A. D. N.: C’est vrai! Globalement, la littérature pour l’enfance et la jeunesse compte davantage d’écrivains et d’illustrateurs. Mais dans la tranche des 0 à 3 ans, on trouve une majorité de femmes.

Or, dans mes recherches, je me suis rendu compte que les hommes aussi bien que les femmes donnent des descriptions extrêmement stéréotypées des deux sexes. Il n’y a pas, comme je m’y étais attendue, ce fameux favoritisme intragroupe des femmes qui mettraient en scène davantage d’héroïnes.

On trouve deux fois plus de héros garçons que filles. Dans les livres pour les 3 à 6 ans, les figures masculines sont mêmes dix fois plus nombreuses.

En plus, les personnages de garçons sont présentés de manière beaucoup plus valorisée et ils ont toujours le beau rôle.

swissinfo: Il faudrait donc former les auteurs?

A. D. N.: J’ai une autre piste du côté des éditeurs. Je me demande dans quelle mesure ils n’auraient pas intérêt à proposer des héros plutôt que des héroïnes puisqu’en fin de compte les acheteurs sont les adultes.

Et c’est là qu’on retrouve le schéma qui veut qu’on n’offre pas un livre avec une héroïne à un garçon. D’un point de vue commercial, on a donc plus de chance de vendre des livres avec des héros plutôt que des héroïnes.

Par contre, on trouve une majorité d’héroïnes dans les livres pour adolescents. Cette différence s’explique parce que les filles lisent plus que les garçons à cet âge. Comme ce sont elles qui achètent leurs livres, elles choisiront des personnages de leur propre sexe et mon hypothèse est que les éditeurs se sont adaptés à cette cible commerciale.

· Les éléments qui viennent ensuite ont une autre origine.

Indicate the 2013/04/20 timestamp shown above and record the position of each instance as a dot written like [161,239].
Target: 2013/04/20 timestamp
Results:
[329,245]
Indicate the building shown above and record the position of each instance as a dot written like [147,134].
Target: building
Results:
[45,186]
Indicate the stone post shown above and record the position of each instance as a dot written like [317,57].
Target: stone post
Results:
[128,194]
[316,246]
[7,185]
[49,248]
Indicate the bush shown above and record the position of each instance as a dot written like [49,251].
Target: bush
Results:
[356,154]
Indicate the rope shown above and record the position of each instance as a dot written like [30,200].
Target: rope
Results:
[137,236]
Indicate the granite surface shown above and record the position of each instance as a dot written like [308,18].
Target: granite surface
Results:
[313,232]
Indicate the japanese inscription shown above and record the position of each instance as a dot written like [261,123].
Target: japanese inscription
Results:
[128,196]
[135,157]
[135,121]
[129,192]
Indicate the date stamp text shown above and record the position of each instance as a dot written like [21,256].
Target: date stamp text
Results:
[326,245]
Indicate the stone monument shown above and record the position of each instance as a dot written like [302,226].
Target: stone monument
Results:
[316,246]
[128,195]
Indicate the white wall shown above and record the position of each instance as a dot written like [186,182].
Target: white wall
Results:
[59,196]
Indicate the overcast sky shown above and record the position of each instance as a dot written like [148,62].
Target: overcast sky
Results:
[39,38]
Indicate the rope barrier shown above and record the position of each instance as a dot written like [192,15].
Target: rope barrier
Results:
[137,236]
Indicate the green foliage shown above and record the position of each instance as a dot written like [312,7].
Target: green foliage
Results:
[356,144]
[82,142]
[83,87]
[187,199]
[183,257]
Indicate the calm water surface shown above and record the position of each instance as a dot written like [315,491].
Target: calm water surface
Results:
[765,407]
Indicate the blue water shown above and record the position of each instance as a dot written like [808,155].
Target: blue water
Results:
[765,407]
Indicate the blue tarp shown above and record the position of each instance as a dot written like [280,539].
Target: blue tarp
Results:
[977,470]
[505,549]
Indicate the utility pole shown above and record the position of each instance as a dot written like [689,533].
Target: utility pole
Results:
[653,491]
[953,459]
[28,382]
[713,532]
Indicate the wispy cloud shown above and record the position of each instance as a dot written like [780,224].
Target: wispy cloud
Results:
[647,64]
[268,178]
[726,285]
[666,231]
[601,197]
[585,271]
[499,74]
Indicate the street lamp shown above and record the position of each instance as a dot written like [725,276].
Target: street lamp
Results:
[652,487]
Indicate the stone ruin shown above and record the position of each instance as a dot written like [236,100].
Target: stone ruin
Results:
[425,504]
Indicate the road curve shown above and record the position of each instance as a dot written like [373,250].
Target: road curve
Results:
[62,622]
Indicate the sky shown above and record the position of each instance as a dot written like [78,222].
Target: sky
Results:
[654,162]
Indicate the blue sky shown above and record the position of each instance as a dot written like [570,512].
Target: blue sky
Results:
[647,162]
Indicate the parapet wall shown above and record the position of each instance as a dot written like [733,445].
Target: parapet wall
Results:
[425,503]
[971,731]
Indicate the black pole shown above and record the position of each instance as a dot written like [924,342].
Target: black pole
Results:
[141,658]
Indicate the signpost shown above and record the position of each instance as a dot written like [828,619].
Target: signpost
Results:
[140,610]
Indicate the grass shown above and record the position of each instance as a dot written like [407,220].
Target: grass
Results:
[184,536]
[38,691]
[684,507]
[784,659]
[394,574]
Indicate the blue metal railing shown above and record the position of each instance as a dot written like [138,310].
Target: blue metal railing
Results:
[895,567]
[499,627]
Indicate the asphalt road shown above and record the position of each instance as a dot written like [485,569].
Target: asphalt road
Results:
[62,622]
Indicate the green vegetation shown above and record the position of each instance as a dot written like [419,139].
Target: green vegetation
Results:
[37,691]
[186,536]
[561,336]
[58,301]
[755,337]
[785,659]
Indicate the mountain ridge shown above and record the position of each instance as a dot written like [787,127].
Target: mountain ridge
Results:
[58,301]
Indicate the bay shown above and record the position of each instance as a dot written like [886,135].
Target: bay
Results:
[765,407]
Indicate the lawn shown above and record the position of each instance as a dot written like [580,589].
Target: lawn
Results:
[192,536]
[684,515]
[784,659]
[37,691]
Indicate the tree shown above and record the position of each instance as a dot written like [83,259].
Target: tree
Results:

Pour la petite histoire, j’ai envoyé mes publications à certains éditeurs, mais aucun ne m’a jamais répondu…

Interview swissinfo, Isabelle Eichenberger

– Docteure en psychologie, Anne Dafflon Novelle est collaboratrice scientifique et membre de la commission de l’égalité de la faculté des sciences économiques et sociales de l’Université de Genève.

– Dans ce cadre, elle mène une enquête sur l’égalité des chances entre les hommes et les femmes dans la poursuite d’une carrière académique.

– Elle enseigne à l’Ecole d’éducateurs et d’éducatrices du jeune enfant à Genève, à l’Ecole d’études sociales et pédagogiques de Lausanne et à l’Université de Neuchâtel.

– Elle a publié de nombreuses recherches sur les représentations du masculin et du féminin véhiculées dans les livres pour les enfants.